Our first case-study is a subset of the data of the 6th study of the Clinical Proteomic Technology Assessment for Cancer (CPTAC). In this experiment, the authors spiked the Sigma Universal Protein Standard mixture 1 (UPS1) containing 48 different human proteins in a protein background of 60 ng/μL Saccharomyces cerevisiae strain BY4741 (MATa, leu2Δ0, met15Δ0, ura3Δ0, his3Δ1). Two different spike-in concentrations were used: 6A (0.25 fmol UPS1 proteins/μL) and 6B (0.74 fmol UPS1 proteins/μL) [5]. The raw data files can be downloaded from https://cptac-data-portal.georgetown.edu/cptac/public?scope=Phase+I (Study 6), the processed data can be downloaded by zipping the github repository https://github.com/statOmics/SGA2019/tree/data, in the folder data/quantification/cptacAvsB_lab3. We limited ourselves to the data of LTQ-Orbitrap W at site 56. The data were searched with MaxQuant version 1.5.2.8, and detailed search settings were described in Goeminne et al. (2016) [1]. Three replicates are available for each concentration.

[2.3.a] cptac.html is a script with the entire workflow when median summarisation is adopted. Study the script and try to understand each of the analysis steps. We know the real FC for the spike in proteins and the yeast proteins (see description of the data). What do you observe?

[2.3.b] Repeat the analysis for the robust summarization method. What do you observe, how does that compare to the median summarisation and try to explain this?

[2.3.c] Repeat the analysis using MaqLFQ summarization. You can use the proteinGroups.txt file for this purpose. Note, that the summarization has already be conducted by the MaxQuant software. So only log2 transformation and normalisation has to be conducted. What do you observe, how does that compare to the robust summarisation and try to explain this?

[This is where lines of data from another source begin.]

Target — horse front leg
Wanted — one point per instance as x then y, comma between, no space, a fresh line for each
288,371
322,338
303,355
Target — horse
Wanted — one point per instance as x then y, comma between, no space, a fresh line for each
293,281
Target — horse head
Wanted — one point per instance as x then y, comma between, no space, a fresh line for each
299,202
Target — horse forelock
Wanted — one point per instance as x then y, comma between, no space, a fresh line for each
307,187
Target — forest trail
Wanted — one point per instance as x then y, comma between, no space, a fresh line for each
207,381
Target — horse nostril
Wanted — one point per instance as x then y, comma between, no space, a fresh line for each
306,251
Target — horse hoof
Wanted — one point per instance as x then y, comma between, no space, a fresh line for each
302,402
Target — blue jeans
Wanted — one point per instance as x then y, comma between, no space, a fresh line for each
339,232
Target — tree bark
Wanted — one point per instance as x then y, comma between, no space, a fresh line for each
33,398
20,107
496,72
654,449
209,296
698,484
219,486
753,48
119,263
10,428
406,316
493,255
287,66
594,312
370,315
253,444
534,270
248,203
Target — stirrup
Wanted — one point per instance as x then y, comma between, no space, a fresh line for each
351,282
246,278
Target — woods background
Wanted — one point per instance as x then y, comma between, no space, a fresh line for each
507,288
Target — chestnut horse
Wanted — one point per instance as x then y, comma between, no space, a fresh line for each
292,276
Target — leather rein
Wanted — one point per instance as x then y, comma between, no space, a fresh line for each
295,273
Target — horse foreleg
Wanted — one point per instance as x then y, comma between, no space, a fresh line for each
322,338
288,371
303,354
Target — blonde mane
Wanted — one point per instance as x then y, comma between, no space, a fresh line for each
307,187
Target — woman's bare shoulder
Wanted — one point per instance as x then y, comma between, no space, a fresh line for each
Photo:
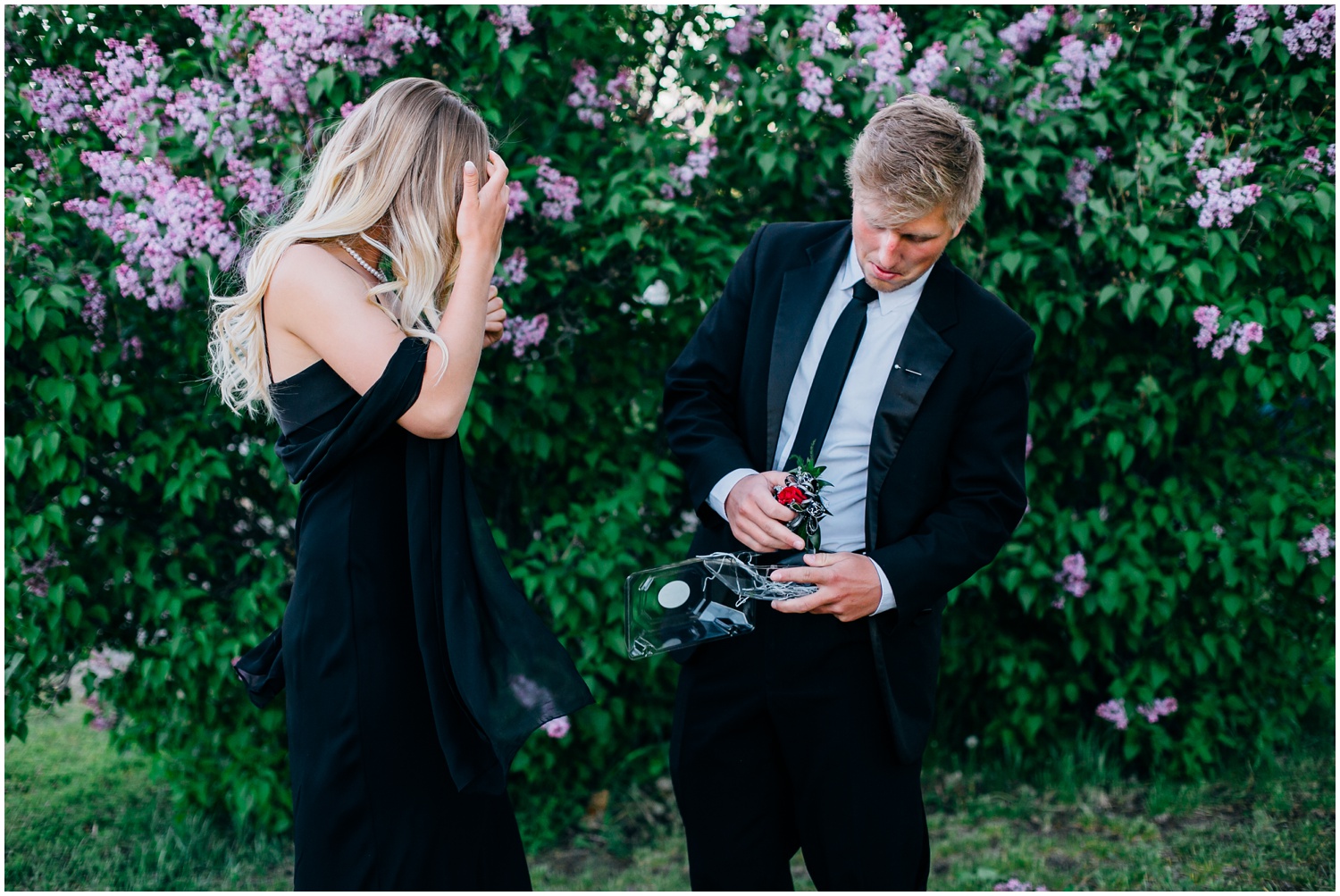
307,272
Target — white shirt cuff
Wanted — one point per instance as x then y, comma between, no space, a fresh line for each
720,491
886,590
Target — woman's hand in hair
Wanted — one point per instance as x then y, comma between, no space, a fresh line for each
479,224
495,318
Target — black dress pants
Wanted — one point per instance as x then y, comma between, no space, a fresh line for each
782,742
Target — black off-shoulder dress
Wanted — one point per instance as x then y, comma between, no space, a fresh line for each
415,667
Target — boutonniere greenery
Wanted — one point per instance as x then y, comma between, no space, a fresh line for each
800,493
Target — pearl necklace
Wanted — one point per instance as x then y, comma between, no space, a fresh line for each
359,259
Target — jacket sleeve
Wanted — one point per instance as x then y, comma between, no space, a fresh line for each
985,494
701,397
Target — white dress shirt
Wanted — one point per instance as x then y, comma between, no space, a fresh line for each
846,448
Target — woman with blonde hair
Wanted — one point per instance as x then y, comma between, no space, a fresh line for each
415,667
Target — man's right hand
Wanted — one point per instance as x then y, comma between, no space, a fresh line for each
758,518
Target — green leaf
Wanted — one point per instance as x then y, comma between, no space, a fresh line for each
1299,364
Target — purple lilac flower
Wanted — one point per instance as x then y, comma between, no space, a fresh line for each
745,29
1316,35
37,572
929,69
1209,319
514,268
1240,338
129,90
1023,34
694,165
589,99
1157,710
820,29
94,313
524,334
173,220
1074,576
1219,205
516,195
817,90
1324,329
511,18
300,40
1114,711
884,34
1312,158
1080,61
559,727
1077,181
1319,544
560,190
1248,16
1032,110
58,96
255,185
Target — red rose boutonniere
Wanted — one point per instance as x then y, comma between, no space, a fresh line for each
800,493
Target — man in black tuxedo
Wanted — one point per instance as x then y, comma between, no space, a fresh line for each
857,340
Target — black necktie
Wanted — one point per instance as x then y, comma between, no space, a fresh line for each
831,374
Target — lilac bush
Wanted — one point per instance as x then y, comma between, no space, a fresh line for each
1184,390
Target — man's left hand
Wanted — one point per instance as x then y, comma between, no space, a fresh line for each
849,585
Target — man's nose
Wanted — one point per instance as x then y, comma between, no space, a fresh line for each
889,246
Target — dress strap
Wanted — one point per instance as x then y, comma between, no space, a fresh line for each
265,339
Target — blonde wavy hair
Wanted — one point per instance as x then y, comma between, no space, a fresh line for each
916,155
396,165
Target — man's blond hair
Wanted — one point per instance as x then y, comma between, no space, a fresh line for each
914,155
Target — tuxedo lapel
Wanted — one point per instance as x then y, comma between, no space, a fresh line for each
803,292
921,356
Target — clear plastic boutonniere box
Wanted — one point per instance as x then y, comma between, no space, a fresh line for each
699,600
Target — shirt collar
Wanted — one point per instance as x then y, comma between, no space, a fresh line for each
850,275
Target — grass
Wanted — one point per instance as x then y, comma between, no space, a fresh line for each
80,816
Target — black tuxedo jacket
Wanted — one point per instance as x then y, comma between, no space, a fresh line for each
946,453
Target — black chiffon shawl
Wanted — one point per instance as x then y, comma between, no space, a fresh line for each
495,671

2.3 The Francisella dataset

A study on the facultative pathogen Francisella tularensis was conceived by Ramond et al. (2015) [12]. F. tularensis enters the cells of its host by phagocytosis. The authors showed that F. tularensis is arginine deficient and imports arginine from the host cell via an arginine transporter, ArgP, in order to efficiently escape from the phagosome and reach the cytosolic compartment, where it can actively multiply. In their study, they compared the proteome of wild type F. tularensis (WT) to ArgP-gene deleted F. tularensis (knock-out, D8). For this exercise, we use a subset of the F. tularensis dataset where bacterial cultures were grown in biological triplicate and each sample was run on a nanoRSLC-Q Exactive PLUS instrument. The data were searched with MaxQuant version 1.4.1.2. The data can be found on https://github.com/statOmics/SGA2019/tree/data.

Which contrast do we want to test now? [2.4.a]

Give the interpretation of the contrast for your top hit? [2.4b]

2.4 Breast cancer example

Eighteen Estrogen Receptor Positive Breast cancer tissues from from patients treated with tamoxifen upon recurrence have been assessed in a proteomics study. Nine patients had a good outcome (or) and the other nine had a poor outcome (pd). The proteomes have been assessed using an LTQ-Orbitrap and the thermo output .RAW files were searched with MaxQuant (version 1.4.1.2) against the human proteome database (FASTA version 2012-09, human canonical proteome).

Three peptides txt files are available:

  1. For a 3 vs 3 comparison
  2. For a 6 vs 6 comparison
  3. For a 9 vs 9 comparison

The data can be found at https://github.com/statOmics/SGA2019/tree/data. in the folder data/quantification/cancer

Perform an MSqRob analysis for each peptide file. What are the differences and try to explain why.